A thousand curses blister in my head. The anger is like an active volcano I can’t control—sometimes it only simmers, and other times it explodes without warning through my blood, drenching everything in a red haze of rage.
When that happens, all I can do is run. The kids are still at school, so after Liv and I get home, I change into track pants and take off, running on the sidewalks bordering Colonial houses and leaf-strewn lawns.
Down the street leading to the high school, across the parking lot to the football
stadium where I can circle the track and pound my way up and down the steps of the bleachers.
Get out! Get out. Get the fuck out of my wife, you goddamned fucking insidious disease… I will fucking crush you, obliterate you, rip you apart…
I stop at the top of the bleachers, my chest burning. Sweat drips from my temples. I grip the chain-link fence lining the back of the bleachers and fight to catch my breath.
As my heartbeat slows, a thin thread of sanity filters past my anger. A fuck lot of good it does anyone for me to rage at cancer.
I turn and go back down the steps. A grayish light has fallen, storm clouds covering the sun and rising over the mountains.
I walk home slowly. Hollowness opens inside my chest. The rage burned away my guard, and now bitter helplessness and fear slither through me. My pulse ratchets up again, my muscles stiffening in defense.
I reach the Butterfly House just as a crack of lightning splits through the sky and rain starts to fall. I toss my keys onto the foyer table and go into the kitchen.
Liv is at the table in the sunroom, working on her laptop. The table is covered with papers—insurance forms, prescriptions, website printouts, pamphlets…
“Oh, I’m glad you made it back.” She turns to me. “Looks like a heavy storm for the next hour at least.”
I stop in the doorway and look at her. Long hair pulled into a ponytail. Soft, curvy body underneath her fleece shirt and yoga pants. Pale skin. Sprinkle of freckles over her nose.
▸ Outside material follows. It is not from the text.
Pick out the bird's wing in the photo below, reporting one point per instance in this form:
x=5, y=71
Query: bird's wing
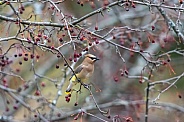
x=77, y=70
The fear digs in harder, like claws. Puncturing. Bleeding. My hands curl into fists. My breathing is fast, choking my throat.
“Dean?” A crease appears between Liv’s eyebrows. “Are you—”
I can’t stop myself. Don’t want to. Won’t.
I cross the room to my wife in three strides and grab her shoulders, hauling her perfect, beautiful body against mine. Her gasp of surprise is lost against the pressure of my mouth. I grip her harder, forcing her lips apart with mine, needing to taste every part of her.